Bug 1108925

Summary: libcap-ng: issues with python testsuite
Product: [Fedora] Fedora Reporter: Peter Robinson <pbrobinson>
Component: gccAssignee: Jakub Jelinek <jakub>
Status: CLOSED RAWHIDE QA Contact: Fedora Extras Quality Assurance <extras-qa>
Severity: unspecified Docs Contact:
Priority: unspecified    
Version: rawhideCC: blc, codonell, jakub, kmcmartin, law, mjuszkie, pbrobinson, pfrankli, spoyarek
Target Milestone: ---   
Target Release: ---   
Hardware: Unspecified   
OS: Unspecified   
Whiteboard:
Fixed In Version: Doc Type: Bug Fix
Doc Text:
Story Points: ---
Clone Of: Environment:
Last Closed: 2014-08-01 13:34:08 UTC Type: Bug
Regression: --- Mount Type: ---
Documentation: --- CRM:
Verified Versions: Category: ---
oVirt Team: --- RHEL 7.3 requirements from Atomic Host:
Cloudforms Team: --- Target Upstream Version:
Embargoed:
Bug Depends On:    
Bug Blocks: 922257    
Attachments:
Description Flags
the build logs none

Description Peter Robinson 2014-06-12 21:04:08 UTC
Created attachment 908307 [details]
the build logs

We're seeing a failure in building libcap-ng on any release of glibc-2.19.90-17.fc21 or later.

With glibc-2.19.90-16.fc21 and earlier it builds fine.

http://arm.koji.fedoraproject.org/koji/taskinfo?taskID=2405574

Comment 1 Marcin Juszkiewicz 2014-06-12 21:16:16 UTC
Note: those checks were made with up-to-date rawhide with just glibc packages exchanged to older versions.

Comment 2 Siddhesh Poyarekar 2014-06-12 21:24:04 UTC
Could you please isolate what failed so that we know actually what's wrong?  There seem to be a bunch of tests in a single file.

In other words, a reproducer would be helpful.

Comment 3 Marcin Juszkiewicz 2014-06-12 21:35:42 UTC
Siddhesh: cd bindings/python/test/; make check (or make test)

It will run Python script which has several checks and when one of them fail then it exits. With glibc 2.19.90-16 it passes. With newer it fails.

Comment 4 Siddhesh Poyarekar 2014-06-13 09:06:42 UTC
It looks like Kyle's patch is causing it.  Kyle, can you please look at it?

Comment 5 Kyle McMartin 2014-06-13 13:40:45 UTC
Yes. Although, given it's a one line patch that fixes dlopen-ing anything with TLS, I'm inclined to say we should just declare TLSDESC-by-default a failed experiment and flip to traditional TLS in gcc. Sigh. (Given until my patch, we were always using a different code path for TLS descriptors until we exhausted static TLS space, I'm not surprised there is ugliness lurking.)

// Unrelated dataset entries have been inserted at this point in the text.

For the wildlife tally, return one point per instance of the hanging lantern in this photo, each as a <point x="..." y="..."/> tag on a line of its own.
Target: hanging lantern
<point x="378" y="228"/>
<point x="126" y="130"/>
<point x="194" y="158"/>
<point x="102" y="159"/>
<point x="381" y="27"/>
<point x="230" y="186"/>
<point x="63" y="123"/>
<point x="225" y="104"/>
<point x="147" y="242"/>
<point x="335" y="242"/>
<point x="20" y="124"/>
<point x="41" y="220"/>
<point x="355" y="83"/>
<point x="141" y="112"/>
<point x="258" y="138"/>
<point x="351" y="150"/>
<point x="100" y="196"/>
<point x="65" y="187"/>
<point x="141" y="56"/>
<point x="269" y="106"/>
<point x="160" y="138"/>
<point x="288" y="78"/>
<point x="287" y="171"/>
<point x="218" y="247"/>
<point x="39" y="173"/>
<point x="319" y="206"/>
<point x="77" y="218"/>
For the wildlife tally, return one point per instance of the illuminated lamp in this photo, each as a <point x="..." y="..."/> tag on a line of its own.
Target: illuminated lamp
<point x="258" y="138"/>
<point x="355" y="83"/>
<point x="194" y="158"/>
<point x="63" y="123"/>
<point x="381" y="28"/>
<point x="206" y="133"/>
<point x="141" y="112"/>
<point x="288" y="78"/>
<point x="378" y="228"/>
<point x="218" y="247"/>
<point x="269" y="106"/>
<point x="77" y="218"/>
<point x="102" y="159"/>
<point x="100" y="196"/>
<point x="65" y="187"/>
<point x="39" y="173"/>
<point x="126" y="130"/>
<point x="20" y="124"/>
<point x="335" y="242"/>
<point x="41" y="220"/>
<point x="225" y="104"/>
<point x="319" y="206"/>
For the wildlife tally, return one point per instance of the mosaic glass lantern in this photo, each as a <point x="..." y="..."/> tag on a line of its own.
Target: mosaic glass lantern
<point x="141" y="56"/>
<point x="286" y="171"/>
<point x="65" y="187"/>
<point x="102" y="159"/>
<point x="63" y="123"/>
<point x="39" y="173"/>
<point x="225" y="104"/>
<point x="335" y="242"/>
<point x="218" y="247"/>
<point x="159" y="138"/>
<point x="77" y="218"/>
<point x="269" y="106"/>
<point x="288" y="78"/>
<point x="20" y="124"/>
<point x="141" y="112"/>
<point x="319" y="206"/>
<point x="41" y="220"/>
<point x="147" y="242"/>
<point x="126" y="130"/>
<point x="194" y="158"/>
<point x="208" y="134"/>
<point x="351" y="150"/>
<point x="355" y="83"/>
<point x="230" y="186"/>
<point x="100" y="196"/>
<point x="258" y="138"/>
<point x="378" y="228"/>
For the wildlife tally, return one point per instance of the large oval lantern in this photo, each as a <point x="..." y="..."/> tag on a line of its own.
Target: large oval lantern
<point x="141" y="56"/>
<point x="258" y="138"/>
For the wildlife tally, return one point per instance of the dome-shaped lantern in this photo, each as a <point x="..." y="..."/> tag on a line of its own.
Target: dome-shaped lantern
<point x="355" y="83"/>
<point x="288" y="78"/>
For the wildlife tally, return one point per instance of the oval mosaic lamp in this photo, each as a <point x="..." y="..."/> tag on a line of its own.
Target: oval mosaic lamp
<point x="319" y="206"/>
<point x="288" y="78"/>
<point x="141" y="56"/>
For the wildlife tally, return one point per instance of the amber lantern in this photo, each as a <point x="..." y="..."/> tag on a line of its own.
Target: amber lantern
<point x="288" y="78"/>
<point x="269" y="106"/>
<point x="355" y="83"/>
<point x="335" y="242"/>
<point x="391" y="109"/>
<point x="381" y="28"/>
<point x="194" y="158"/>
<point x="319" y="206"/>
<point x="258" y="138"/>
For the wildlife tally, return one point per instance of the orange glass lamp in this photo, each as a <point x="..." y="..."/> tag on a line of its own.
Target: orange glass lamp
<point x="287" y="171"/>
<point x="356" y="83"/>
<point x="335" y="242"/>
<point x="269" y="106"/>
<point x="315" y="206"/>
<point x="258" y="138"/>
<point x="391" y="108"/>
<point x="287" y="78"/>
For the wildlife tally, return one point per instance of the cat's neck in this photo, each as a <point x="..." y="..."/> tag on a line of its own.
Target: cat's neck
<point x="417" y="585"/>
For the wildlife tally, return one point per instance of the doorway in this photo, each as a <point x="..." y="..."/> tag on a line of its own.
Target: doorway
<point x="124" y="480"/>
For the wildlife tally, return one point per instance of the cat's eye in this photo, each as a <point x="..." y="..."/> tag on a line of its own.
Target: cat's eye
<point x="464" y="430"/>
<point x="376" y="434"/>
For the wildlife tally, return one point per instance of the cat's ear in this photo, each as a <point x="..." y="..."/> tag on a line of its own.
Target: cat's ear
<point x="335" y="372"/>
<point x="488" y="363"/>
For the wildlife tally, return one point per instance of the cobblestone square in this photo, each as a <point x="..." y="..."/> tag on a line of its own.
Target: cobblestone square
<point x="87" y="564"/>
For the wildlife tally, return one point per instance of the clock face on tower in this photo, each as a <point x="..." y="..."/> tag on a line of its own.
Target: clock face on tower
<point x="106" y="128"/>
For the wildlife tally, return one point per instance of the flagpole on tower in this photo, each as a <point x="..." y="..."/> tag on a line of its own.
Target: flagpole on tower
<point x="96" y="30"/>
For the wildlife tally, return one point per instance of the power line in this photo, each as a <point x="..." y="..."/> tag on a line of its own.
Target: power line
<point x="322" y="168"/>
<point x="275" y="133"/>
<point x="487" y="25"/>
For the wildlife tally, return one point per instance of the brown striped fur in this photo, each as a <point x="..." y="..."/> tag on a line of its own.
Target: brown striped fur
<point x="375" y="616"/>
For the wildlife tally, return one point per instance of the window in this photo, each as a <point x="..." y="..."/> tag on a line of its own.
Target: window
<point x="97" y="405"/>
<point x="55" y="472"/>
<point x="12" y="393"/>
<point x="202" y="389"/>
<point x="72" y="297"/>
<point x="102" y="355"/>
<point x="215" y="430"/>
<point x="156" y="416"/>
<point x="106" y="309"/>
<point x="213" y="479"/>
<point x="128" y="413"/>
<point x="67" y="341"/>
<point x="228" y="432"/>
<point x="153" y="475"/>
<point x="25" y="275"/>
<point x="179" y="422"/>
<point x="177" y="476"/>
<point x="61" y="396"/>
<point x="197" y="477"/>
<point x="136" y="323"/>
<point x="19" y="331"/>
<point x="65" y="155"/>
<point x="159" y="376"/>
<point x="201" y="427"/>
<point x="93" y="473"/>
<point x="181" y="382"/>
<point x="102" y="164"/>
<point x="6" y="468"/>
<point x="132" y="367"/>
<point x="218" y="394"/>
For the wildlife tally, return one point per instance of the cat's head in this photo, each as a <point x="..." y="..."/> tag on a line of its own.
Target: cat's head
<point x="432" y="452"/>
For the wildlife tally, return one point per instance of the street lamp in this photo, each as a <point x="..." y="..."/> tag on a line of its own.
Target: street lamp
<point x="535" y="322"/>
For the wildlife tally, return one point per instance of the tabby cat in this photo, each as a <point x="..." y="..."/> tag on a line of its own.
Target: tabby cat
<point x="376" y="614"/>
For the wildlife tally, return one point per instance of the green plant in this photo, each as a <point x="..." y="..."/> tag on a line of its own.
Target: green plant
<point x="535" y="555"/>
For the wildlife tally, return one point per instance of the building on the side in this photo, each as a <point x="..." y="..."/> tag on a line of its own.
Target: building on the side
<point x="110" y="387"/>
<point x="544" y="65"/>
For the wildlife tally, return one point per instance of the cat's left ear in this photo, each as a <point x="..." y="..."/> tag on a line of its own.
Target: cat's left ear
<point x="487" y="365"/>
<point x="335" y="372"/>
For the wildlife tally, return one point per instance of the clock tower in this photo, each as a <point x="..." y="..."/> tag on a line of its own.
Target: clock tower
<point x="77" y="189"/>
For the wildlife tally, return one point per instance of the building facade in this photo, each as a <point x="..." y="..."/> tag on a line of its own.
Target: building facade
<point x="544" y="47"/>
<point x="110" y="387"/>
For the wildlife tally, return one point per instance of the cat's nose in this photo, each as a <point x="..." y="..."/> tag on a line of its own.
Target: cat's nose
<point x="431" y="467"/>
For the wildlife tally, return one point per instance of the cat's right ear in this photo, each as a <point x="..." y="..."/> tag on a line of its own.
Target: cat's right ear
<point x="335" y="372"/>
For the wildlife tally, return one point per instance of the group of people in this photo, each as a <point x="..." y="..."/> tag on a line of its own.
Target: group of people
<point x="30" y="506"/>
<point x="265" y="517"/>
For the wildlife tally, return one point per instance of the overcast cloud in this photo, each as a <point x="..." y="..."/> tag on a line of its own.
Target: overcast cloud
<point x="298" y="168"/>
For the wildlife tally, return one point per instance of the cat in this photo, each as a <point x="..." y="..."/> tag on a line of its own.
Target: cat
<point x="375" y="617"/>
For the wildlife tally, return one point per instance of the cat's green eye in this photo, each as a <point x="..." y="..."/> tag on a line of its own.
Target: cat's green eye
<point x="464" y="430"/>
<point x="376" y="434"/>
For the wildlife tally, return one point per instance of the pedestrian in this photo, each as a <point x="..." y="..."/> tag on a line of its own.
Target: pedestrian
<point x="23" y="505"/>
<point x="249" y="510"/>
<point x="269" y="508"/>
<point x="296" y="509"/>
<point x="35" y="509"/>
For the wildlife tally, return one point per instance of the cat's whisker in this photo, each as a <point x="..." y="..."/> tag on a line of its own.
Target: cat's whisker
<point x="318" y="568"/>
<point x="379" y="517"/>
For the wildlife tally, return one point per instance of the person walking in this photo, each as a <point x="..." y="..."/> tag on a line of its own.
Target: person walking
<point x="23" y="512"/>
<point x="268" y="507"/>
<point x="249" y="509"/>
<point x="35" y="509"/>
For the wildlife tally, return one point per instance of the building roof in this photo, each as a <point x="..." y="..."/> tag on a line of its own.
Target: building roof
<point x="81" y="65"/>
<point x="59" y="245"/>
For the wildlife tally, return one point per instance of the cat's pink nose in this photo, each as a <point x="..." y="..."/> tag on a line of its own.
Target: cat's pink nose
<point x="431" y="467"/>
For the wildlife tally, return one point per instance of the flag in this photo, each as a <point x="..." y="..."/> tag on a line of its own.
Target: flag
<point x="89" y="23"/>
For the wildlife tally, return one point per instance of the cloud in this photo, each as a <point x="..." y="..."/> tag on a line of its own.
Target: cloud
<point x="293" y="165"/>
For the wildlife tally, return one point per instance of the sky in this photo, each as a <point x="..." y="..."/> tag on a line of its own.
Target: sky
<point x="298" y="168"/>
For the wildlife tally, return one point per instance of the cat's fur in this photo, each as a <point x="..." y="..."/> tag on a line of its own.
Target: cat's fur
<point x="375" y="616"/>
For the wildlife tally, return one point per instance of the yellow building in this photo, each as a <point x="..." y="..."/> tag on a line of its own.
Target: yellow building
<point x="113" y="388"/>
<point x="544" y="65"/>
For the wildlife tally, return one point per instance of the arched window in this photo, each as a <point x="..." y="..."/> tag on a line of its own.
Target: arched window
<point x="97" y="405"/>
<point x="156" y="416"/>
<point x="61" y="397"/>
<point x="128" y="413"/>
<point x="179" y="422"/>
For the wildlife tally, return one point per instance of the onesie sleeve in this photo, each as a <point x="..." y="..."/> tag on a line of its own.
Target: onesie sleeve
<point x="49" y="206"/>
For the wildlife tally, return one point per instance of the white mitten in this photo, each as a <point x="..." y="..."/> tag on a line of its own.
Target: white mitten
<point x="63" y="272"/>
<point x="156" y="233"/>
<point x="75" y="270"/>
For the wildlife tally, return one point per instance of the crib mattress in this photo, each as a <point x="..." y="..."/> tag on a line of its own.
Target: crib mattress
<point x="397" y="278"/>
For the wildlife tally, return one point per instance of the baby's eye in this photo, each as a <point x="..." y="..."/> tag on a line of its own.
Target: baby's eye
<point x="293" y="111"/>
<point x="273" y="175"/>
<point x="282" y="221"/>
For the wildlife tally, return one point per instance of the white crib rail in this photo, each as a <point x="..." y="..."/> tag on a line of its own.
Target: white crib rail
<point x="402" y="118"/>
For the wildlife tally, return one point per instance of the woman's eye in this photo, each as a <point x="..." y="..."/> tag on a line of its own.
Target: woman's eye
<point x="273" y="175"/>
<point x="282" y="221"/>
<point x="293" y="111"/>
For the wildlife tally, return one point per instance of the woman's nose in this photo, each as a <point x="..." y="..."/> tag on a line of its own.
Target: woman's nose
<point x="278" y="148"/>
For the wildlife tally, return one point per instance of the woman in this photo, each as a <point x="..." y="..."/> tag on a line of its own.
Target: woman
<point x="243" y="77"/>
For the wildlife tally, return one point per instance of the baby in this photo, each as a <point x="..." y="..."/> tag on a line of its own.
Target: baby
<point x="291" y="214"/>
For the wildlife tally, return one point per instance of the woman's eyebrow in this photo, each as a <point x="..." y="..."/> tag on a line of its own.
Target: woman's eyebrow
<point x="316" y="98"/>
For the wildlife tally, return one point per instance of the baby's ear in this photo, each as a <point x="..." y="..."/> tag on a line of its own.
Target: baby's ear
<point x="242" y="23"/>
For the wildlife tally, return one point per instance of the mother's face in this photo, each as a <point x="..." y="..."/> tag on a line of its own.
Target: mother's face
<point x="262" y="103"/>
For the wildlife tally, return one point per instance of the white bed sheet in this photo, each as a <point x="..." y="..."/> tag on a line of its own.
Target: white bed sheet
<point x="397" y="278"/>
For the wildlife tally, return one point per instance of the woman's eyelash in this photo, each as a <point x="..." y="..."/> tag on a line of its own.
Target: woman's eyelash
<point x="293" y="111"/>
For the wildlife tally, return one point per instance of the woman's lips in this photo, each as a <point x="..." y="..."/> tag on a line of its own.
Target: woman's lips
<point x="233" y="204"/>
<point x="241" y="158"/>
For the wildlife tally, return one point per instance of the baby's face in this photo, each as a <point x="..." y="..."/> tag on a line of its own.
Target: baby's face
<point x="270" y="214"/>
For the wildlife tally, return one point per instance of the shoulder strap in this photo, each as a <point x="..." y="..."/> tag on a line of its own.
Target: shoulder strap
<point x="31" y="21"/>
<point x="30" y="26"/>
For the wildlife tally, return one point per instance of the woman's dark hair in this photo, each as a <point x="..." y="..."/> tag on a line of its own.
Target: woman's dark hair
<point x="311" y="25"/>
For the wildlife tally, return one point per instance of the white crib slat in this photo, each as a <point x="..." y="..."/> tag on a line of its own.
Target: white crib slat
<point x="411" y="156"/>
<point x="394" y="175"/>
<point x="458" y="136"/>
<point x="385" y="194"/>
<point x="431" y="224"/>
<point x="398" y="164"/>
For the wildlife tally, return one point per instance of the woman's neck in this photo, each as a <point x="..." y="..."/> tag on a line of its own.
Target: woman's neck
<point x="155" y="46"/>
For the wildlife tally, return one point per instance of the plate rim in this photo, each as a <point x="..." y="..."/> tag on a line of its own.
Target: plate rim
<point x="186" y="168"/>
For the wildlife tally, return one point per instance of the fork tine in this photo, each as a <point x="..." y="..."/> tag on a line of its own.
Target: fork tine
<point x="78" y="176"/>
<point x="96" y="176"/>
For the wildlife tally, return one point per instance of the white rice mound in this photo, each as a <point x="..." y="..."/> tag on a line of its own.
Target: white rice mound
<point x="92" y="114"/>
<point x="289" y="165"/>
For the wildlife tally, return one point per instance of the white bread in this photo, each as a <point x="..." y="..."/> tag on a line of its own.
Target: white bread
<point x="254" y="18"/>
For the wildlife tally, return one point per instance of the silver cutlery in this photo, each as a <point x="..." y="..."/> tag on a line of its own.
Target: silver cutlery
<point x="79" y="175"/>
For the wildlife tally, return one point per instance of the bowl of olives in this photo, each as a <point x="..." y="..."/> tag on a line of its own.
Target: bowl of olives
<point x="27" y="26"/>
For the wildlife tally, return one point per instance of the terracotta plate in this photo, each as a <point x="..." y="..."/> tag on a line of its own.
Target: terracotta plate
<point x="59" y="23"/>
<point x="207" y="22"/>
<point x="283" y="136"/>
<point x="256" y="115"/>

Comment 6 Kyle McMartin 2014-06-13 13:54:14 UTC
Hmm, hang on. It works fine built against an older glibc which contains that patch. I suspect that might be a red herring. Possibly new gcc skew?

Comment 7 Kyle McMartin 2014-06-13 13:55:06 UTC
Nope, 4.9.0-5 in both. Awesome.

Comment 8 Kyle McMartin 2014-06-13 17:20:17 UTC
Reverting it and rebuilding glibc does indeed seem to fix it. Wonderful. So there's a subtle bug in the _dl_tlsdesc_dynamic code somewhere...

Comment 9 Kyle McMartin 2014-06-17 17:01:55 UTC
http://koji.fedoraproject.org/koji/taskinfo?taskID=7052250

well, the failures in the python test-suite are not limited to aarch64. I see them on i686 and x86_64 as well.

Better still, an earlier test fails when you run it in mock --shell in the same way on aarch64 and x86_64.

Better-better still, this means it has nothing to do with TLS descriptors, and may be a generic TLS code generation bug in GCC, since x86_64 does not use them to access dynamic TLS symbols.

Comment 10 Kyle McMartin 2014-06-17 18:34:49 UTC
Building with CFLAGS="-O1" results in a working src/.libs/libcap-ng.so.0 so this looks like an optimization bug on AArch64... my current theory is that the reason the glibc version matters is that in the older glibc, we'd get a static TLS slot, which means we'd take the fast return path and probably avoid clobbering the register.

The X86_64 thing seems like a red herring at the moment... I'm working on reducing this to the appropriate gcc optimizer flag.

Comment 11 Kyle McMartin 2014-06-17 19:54:05 UTC
OK, building with -O2 -fno-schedule-insns -fno-schedule-insns2 appears to get things working again.